Ausstellungen, Waldspaziergang, Waldfestessen

Wald bedeutet dem Wortursprung nach „dicht bewachsen“, ein mit Bäumen bestandener Ausschnitt der Erd-Oberfläche, im Volksmund gern als „grüne Lunge“ bezeichnet.

Wald war schon immer Vieles zugleich: wilde Naturlandschaft und gepflegter Nutzwald, Sehnsuchtsort für mythisch-völkische Projektionen, ebenso wie Zuflucht für Freigeister, Pilzesammler und Aussteiger, Wohnort von Fabelwesen, Versteck für Räuber, gefährliche Wildnis, die nicht lebend durchquert, wer sie nicht kennt. Wald ist aber auch nachwachsende Resource, Lieferant von Holz für Häuser, Schiffe, Möbel, Skulpturen und wärmendes Feuer.
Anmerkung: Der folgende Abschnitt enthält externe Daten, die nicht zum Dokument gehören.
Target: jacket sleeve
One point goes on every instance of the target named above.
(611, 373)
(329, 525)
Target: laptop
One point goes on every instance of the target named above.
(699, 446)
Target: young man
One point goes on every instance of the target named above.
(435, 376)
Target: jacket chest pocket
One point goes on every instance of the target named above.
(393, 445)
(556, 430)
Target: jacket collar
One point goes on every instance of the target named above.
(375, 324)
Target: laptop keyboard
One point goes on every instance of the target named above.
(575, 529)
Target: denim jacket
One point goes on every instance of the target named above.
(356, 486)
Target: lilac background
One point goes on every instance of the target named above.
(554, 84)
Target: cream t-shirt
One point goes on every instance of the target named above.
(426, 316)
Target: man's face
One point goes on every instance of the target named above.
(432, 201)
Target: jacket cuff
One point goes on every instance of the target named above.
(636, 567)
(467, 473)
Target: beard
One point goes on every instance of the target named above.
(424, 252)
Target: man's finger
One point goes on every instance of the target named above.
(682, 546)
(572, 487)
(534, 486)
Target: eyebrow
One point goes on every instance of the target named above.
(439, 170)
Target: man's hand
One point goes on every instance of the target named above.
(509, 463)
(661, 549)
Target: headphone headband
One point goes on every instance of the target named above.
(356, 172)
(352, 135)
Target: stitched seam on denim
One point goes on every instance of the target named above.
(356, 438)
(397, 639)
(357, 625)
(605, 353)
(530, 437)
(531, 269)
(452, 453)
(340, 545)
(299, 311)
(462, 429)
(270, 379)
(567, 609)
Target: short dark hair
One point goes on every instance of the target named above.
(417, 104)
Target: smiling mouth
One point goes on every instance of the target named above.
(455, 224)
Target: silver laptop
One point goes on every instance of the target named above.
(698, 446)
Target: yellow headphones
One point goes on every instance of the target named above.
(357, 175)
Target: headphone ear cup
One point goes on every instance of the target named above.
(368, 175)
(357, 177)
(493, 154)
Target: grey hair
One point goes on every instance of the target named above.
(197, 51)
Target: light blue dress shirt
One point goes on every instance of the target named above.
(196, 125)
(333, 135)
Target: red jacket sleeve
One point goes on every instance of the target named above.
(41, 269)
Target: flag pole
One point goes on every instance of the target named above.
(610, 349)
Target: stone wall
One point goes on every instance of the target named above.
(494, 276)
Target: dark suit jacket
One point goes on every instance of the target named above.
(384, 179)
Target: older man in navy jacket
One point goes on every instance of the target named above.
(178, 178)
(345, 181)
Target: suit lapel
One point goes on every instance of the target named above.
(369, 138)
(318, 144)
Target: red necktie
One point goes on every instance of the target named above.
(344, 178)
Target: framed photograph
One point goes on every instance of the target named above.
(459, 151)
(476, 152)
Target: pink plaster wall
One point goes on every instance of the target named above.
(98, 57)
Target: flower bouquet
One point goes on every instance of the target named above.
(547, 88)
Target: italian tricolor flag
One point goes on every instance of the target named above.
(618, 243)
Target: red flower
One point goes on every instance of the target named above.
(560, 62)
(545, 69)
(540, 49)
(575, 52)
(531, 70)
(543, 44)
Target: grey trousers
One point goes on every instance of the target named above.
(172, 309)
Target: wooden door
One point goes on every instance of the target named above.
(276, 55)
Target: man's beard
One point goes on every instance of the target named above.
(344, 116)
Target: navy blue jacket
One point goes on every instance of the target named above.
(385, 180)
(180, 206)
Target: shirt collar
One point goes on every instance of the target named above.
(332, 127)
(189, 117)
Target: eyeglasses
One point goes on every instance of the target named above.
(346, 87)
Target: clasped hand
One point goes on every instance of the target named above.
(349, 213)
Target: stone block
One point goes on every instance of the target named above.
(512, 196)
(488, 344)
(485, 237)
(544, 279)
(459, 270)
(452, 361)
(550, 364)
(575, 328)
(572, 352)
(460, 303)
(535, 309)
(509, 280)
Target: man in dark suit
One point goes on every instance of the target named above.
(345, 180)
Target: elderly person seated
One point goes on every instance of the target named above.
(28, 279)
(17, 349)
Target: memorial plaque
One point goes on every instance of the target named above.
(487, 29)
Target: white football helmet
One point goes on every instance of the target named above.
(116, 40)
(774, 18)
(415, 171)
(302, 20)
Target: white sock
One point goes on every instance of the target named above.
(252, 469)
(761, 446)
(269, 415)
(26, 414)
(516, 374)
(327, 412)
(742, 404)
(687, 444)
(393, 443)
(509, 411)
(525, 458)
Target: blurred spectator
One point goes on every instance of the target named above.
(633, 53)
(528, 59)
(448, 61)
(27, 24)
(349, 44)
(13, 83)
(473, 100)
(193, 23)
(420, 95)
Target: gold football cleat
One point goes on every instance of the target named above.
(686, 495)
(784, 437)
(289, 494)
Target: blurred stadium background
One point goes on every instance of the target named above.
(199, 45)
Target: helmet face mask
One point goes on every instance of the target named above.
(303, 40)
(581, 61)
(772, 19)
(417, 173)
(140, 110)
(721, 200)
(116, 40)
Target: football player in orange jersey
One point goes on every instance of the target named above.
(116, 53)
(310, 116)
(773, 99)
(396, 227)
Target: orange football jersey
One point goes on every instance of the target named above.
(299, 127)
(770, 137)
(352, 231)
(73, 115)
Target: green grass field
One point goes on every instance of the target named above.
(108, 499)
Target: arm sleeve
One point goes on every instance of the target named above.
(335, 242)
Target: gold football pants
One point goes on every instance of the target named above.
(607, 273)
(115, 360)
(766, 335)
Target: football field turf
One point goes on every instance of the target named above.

Zeitung war über 500 Jahre ohne Bäume nicht denkbar. Papier entstand aus gefälltem Wald. Je mehr über die Jahrhunderte der bedrohliche Charakter des undurchdringlichen Dickichts zurücktrat, Motorsäge und Rückewagen den Urwald lichteten und Wege bahnten, um so stärker boten sich die grünen Zonen für Freizeit und Erholung an, als ein Ort der Gesundung von der Unwirtlichkeit der Städte.

Die gesellschaftlichen Projektionen auf das Heilpotential des Waldes sind mannigfaltig und werden von einem pan-europäischen forstpolitischen Prozess auf Ministerebene flankiert. Waldtherapie soll unser Immunsystem stärken. Selbst die von zuviel Chemie kranke Landwirtschaft kann am laub- und wurzelreichen „Ökosystem“ gesunden, dank lehrreicher Waldgärtnerei. Und am Ende legen wir uns in den Friedwald, dem jüngsten Geschäftsmodell unterm Blätterdach und werden eins mit der Natur, ausgestreut als Dünger.

In den 1980er Jahren ging es dem Wald plötzlich überraschend schlecht. Das war keine Lungenentzündung – der Fall galt als aussichtslos: Waldsterben. Saurer Regen sollte daran schuld sein. Man blickte erneut mit Existenz-Angst auf die Bäume. Sind auch wir bald alle tot?

Das 21. Jahrhundert beginnt in Bezug auf den Wald mit einem Paradigmenwechsel. Plötzlich gibt es statt chemisch verseuchtem Niederschlag und zerborstener Stämme den Klimawandel, ein politisches Instrument, mit dem ein Jeder persönlich in die Verantwortung genommen werden kann für die Rettung der Welt – einfach indem er sich wirtschaftsförderlichen Maßnahmen wie Abwrackprämie, Feinstaubfilter und Elektromobilität unterwirft.

Was aber passiert derweil im Wald? Atmet der Patient noch?
Das Projekt „Wilde Welt Wald“ geht am Pfingstwochenende 2018 diesen Fragen auf den Grund mit Lesungen, Exkursionen und Gesprächen im Ferbitzer Forst, Ausstellungen und Filmen bei BBM eV Unbesandten, in der Galerie Divan und der Kirche in Stavenow.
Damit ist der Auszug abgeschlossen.